I freely admit I had never heard the term ‘transliteracy’ until my RSS feed exploded with it this month.
My bad for not being aware of/following Libraries and Transliteracy… or not? Where are medical and other librarians in their “This topic is important to all types of libraries so we have authors from public, university, college and school libraries for a broad perspective” About section?
From my view, there is no broad perspective in a discussion about all types of literacies without the very pervasive and real challenges of health literacy (not listed among the categories) when 83% of Internet users are looking for health information online. One intro post did not show me how transliteracy is specific to medical librarians.
As far as the RSS feed went, the most ruckus was related to David Rothman’s first (Commensurable Nonsense (Transliteracy)) and second (Followup: Transliteracy, Theory and Scholarly Language) posts which were mostly in response to blogs I don’t follow so I really appreciate both them and their comment threads. I rely heavily on insightful coverage since I can’t follow every active blog in the numerous fields I am interested in and get my own work done.
Marcus Banks with Transliteracy, Information Literacy, et. al offers ‘transliteracy, as a concept, is an attempt to label what we are already doing–linking up traditional notions of authority with the realities of how people obtain information today.” I also like that he uses the term ‘hooha’, which is one of my favorites to describe hype (in his case ’2.0′ concepts) too.
Dean Giustini in Where do you stand on transliteracy? helpfully offers perspectives emphasizing a solid understanding of learning theories. I agree these are important if we are to be effective instructors/teachers/guides to information, and am puzzled why library school does not usually spend much (if any) time on them. He has also started a Transliteracy for librarians section on the HLWIKI.
How does all this (and more, I’m sure) come across to those outside the library field?
From the Transliteracy Research Group – The Whole Elephant: librarians arguing about transliteracy
Like it or not that is a valid perception. Is this really what librarians want to offer to a current conversation spanning multiple fields? Does this advocate for our professionalism or bring us back to being bitchbrarians?
My perspective on the issue of transliteracy, from my limited time spent reading about it, is the same as the ruckus about PubMed changes in 2009.
Channels for information access always have been and always will continue changing in response to available technology, usability, audiences, and a myriad of other factors.
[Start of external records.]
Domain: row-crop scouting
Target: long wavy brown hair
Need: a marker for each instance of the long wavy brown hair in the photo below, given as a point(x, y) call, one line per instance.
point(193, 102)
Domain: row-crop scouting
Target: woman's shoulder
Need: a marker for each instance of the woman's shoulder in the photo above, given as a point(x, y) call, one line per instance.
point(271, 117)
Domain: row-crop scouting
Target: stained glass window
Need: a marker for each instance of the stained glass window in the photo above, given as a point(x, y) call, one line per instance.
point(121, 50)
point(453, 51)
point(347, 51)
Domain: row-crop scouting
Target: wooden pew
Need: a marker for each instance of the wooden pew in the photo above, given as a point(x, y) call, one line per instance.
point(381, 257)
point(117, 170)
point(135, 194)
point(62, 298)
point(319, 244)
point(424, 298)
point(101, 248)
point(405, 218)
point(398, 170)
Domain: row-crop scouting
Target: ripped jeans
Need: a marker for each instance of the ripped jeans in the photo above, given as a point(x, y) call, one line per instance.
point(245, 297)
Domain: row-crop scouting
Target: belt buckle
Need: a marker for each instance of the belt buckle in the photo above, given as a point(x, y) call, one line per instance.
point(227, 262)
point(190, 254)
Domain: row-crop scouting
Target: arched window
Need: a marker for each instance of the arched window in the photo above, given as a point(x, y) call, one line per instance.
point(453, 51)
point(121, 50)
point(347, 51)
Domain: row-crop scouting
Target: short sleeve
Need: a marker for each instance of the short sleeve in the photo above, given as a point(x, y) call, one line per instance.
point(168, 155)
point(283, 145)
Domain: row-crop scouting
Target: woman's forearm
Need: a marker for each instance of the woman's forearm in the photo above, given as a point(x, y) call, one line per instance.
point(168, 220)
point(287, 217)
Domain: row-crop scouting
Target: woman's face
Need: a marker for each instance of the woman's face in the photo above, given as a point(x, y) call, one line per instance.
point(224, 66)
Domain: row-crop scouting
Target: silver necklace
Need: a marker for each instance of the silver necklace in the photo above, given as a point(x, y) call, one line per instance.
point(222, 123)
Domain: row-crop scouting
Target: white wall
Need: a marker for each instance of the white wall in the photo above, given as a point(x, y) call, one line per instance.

It is our job to stay on top of information channels to the best of our time and ability, with resources we can obtain and already have available, take the time to study and understand them, have a solid grounding in usability and leaning theories, then offer instruction in response to our users’ information needs (which we know from real assessment, not guesstimates) involving them and not simply emulate how things are done at Peer Institution Over There or As Written In This Book Here. I don’t particularly care what you call this process so long as you actually do it.
Let’s focus on the positive as we enter a new year: What are some recent examples from blogs of medical librarians who are doing it?
Alisha Miles offered a detailed post from her experience as a solo hospital librarian about the use of an iPad (even though she is not personally that fond of Apple) for library outreach and teaching physicians.
Patricia Anderson accomplished the daunting task of organizing and presenting the actual ‘Lessons Learned’ from a hashtag chat on Twitter involving health care social media (#HCSM) on December 13th and described her methods used in doing so. From my own biased perspective (#healthlit), librarian involvement in Twitter hashtag chats is an immediate & effective way to have the information resources and organization skills you bring noticed and valued by those outside the library field.
Carol Perryman reflects on her upcoming instruction about consumer health (I’m sure you’ll do great!) with reflections on being transparent and focusing on evidence-based practice with
- not making truth claims
- being ready to be wrong
- being ready to be unsure
- being ready to base my work and claims on best practices
- being capable and willing to assess outcomes, acknowledging my own tendency to bias
That’s what I try to do both here in my writing and in my work.
What others do you know of? May you all be successful in doing it in 2011!